When you invest in most mutual funds in a taxable account, you depend on an expert to manage the fund portfolio—leaving you with no control and with tax consequences that you share with thousands of investors. When, instead, you create your own portfolio at a brokerage, you get control and greater ability to save on taxes, but success depends on your own expertise. Neither way is ideal. Now brokerages are offering an increasingly popular alternative that features advantages of both approaches, and they are making it available to investors with as little as $25,000, compared with previous minimums as high as $1 million.

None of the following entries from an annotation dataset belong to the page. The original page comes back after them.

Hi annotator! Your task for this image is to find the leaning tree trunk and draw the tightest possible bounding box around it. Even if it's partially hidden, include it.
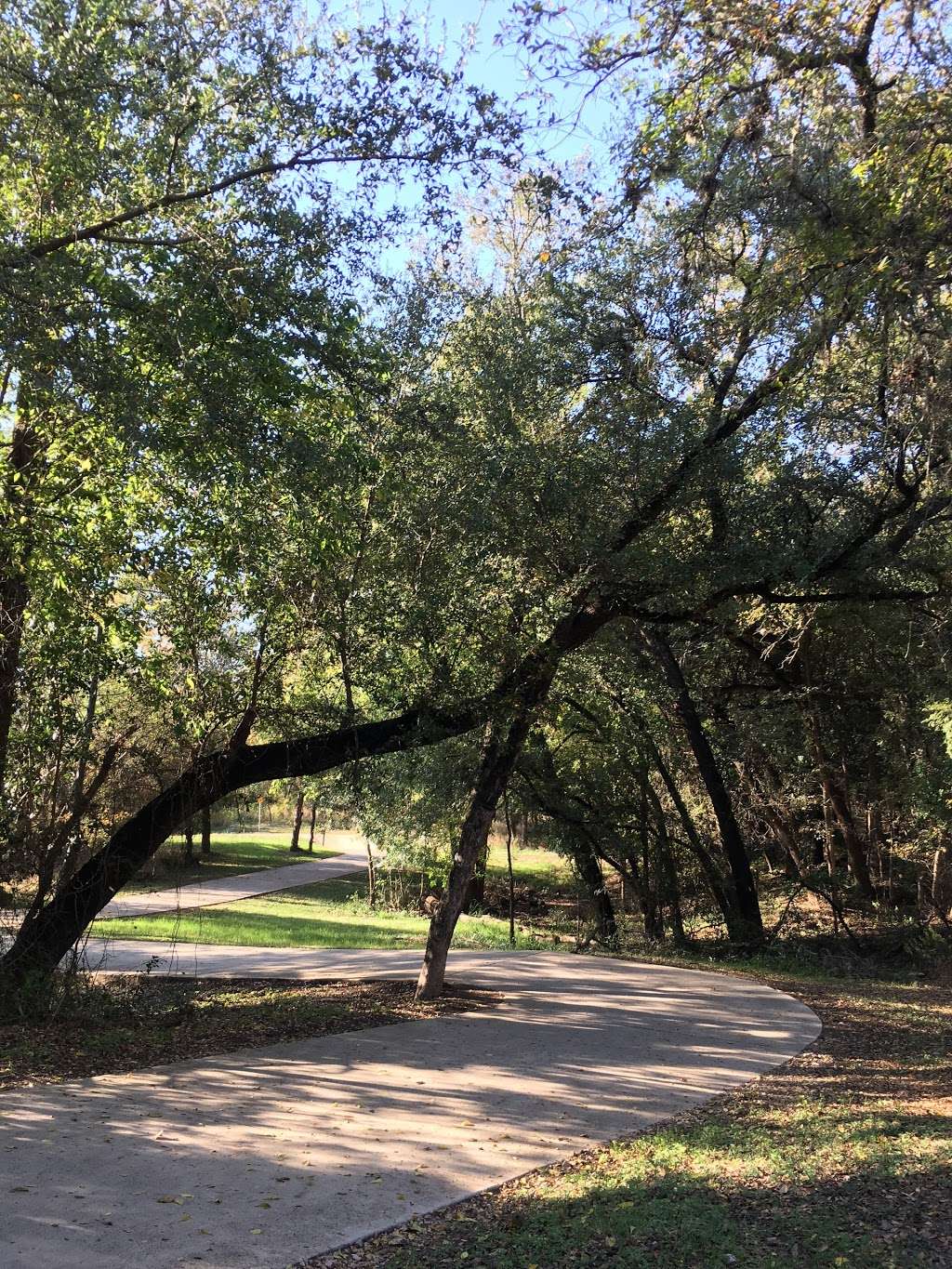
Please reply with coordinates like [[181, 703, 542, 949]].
[[0, 588, 615, 998], [645, 630, 764, 942], [202, 806, 212, 855], [573, 837, 618, 943], [291, 789, 305, 855], [645, 734, 744, 942], [0, 383, 41, 801], [416, 663, 556, 1000]]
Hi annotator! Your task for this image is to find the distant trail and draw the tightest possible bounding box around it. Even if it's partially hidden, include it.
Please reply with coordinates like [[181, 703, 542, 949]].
[[99, 845, 367, 920], [0, 939, 820, 1269]]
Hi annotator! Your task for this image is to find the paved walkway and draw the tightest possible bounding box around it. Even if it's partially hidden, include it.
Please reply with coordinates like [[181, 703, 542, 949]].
[[100, 844, 367, 918], [0, 939, 820, 1269]]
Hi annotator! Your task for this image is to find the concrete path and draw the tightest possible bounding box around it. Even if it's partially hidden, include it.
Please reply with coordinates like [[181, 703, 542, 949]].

The alternative? A “separately managed account” (SMA). With SMAs, you choose the kind of portfolio you want, including what kinds of sectors, stocks and bonds you favor. Based on those preferences, an SMA specialist chooses investments—typically a few dozen. The SMA team then manages the portfolio, deciding when to buy and sell investments and trying to minimize your tax bite by balancing gains and losses.

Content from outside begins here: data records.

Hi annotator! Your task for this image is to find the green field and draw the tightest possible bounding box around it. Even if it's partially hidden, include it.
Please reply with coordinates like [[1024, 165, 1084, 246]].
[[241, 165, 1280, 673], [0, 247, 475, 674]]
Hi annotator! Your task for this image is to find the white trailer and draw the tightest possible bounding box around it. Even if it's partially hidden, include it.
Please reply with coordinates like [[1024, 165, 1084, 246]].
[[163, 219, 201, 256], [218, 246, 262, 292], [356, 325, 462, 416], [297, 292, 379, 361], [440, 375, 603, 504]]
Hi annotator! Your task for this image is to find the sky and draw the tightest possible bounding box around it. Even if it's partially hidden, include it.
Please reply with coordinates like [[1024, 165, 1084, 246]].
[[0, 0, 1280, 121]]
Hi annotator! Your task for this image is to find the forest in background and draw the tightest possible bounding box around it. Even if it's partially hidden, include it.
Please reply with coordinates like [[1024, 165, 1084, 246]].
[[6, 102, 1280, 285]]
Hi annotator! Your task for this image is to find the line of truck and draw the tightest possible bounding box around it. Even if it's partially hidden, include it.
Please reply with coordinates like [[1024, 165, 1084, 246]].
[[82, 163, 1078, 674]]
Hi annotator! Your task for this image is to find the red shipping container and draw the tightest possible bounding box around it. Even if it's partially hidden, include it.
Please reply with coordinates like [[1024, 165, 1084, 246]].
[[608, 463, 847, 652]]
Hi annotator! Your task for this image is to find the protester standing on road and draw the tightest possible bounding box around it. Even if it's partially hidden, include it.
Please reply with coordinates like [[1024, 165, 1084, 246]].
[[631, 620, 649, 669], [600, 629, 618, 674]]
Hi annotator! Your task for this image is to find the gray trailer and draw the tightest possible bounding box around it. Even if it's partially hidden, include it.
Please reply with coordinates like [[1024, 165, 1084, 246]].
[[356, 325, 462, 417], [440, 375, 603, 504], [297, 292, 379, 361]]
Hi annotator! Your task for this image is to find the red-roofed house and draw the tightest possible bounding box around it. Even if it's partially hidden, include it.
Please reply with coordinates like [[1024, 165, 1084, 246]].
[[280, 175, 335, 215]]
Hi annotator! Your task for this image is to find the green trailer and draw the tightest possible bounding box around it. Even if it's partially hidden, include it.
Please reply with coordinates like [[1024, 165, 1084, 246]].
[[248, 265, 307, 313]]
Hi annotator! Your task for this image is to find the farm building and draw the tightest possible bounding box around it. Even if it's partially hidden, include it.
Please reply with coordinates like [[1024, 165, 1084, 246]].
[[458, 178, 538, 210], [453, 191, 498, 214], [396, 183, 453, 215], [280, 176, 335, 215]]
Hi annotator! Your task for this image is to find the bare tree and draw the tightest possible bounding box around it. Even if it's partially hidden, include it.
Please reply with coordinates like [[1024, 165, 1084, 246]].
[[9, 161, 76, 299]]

Keep in mind that fees tend to be higher than for mutual funds, and because they are customized, SMAs don’t have track records.

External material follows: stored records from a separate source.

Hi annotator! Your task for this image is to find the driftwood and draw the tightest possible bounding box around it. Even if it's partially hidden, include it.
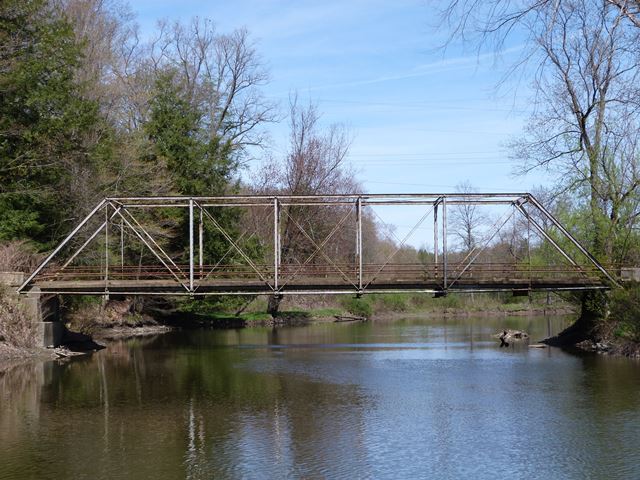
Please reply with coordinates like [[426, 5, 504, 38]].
[[334, 315, 367, 323], [494, 329, 529, 347]]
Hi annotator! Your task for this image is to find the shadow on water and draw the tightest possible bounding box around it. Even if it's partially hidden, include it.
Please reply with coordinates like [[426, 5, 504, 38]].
[[0, 318, 640, 479]]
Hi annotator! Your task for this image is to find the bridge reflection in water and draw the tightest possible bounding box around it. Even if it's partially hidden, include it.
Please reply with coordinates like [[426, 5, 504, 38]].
[[19, 193, 617, 296]]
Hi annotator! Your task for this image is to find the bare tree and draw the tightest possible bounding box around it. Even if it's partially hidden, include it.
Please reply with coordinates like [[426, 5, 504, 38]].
[[257, 96, 359, 262], [148, 18, 276, 161], [254, 96, 360, 313], [438, 0, 640, 318]]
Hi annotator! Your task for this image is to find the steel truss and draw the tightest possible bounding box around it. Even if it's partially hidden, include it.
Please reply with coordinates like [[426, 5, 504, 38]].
[[18, 193, 617, 296]]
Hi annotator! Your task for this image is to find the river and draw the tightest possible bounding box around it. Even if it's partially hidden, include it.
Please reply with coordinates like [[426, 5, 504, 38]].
[[0, 317, 640, 480]]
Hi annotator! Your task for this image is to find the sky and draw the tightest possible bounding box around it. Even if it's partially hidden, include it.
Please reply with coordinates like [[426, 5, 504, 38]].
[[131, 0, 550, 246]]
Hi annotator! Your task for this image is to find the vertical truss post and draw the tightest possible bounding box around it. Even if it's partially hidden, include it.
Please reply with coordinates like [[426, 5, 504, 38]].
[[442, 197, 447, 290], [104, 203, 110, 293], [527, 217, 533, 288], [120, 218, 124, 272], [198, 206, 204, 279], [433, 199, 440, 279], [356, 197, 362, 293], [273, 198, 280, 292], [189, 198, 193, 293]]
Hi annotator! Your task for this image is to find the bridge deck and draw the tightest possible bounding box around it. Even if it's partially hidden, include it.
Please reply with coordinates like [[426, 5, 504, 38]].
[[32, 264, 607, 295]]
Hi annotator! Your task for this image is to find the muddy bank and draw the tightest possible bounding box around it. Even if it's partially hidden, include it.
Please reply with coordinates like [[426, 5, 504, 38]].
[[540, 318, 640, 358]]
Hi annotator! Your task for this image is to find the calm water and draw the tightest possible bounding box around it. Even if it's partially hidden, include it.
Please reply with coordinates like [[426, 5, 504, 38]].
[[0, 318, 640, 480]]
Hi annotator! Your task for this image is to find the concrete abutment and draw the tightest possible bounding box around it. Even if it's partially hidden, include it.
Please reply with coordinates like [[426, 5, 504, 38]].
[[0, 272, 65, 347]]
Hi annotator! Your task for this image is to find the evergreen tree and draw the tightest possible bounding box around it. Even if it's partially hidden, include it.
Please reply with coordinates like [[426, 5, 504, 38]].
[[0, 0, 98, 246]]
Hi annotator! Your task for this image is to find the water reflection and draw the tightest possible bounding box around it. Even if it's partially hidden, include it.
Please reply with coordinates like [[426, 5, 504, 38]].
[[0, 318, 640, 479]]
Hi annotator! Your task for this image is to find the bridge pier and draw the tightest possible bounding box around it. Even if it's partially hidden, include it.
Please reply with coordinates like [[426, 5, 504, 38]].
[[0, 272, 65, 347]]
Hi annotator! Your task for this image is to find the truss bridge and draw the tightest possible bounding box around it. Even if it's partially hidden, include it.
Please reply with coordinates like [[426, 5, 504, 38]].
[[18, 193, 619, 296]]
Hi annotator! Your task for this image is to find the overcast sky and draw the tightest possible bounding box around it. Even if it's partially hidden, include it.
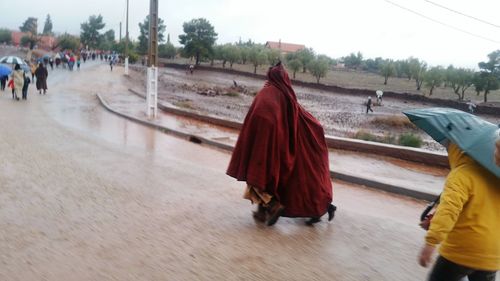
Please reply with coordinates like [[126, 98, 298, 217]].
[[0, 0, 500, 68]]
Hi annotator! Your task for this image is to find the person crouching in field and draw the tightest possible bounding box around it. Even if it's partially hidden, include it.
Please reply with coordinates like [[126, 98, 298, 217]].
[[226, 63, 336, 226], [419, 139, 500, 281], [12, 63, 25, 100]]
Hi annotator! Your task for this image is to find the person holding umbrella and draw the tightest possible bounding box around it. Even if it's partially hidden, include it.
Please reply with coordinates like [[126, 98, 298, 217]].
[[404, 108, 500, 281], [0, 64, 12, 91], [12, 63, 24, 100]]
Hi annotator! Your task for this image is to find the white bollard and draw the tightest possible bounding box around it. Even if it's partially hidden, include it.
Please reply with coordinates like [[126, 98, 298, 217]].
[[125, 57, 128, 75], [146, 66, 158, 118]]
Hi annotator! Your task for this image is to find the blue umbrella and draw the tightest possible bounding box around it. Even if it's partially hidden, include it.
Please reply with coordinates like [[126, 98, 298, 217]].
[[0, 64, 12, 77], [403, 107, 500, 178]]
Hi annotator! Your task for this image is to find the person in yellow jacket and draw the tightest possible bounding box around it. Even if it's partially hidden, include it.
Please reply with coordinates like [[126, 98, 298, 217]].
[[419, 140, 500, 281]]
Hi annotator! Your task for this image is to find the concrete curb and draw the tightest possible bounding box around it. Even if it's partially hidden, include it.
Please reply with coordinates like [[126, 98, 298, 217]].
[[97, 94, 437, 201], [129, 89, 449, 168]]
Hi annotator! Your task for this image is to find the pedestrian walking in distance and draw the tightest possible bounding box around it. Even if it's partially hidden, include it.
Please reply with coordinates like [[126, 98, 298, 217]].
[[227, 63, 336, 226], [366, 97, 373, 114], [419, 140, 500, 281], [495, 136, 500, 167], [22, 75, 31, 100], [35, 63, 49, 95]]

Examples of SMAs: Fidelity has six basic SMAs with a range of options. The lowest minimum is $50,000, and annual fees range from 0.2% to 1.7% depending on the strategy and the size of your investment. TD Ameritrade and E*Trade require a minimum of $25,000. Charles Schwab offers 110 strategies, ranging from foreign small-caps to “socially responsible” stocks, with a minimum for stock accounts of $100,000 and annual fees up to 1.35%…for bond accounts, $250,000 with fees up to 0.65%. In comparison, actively managed stock fund fees average 0.7% and bond funds, 0.54%.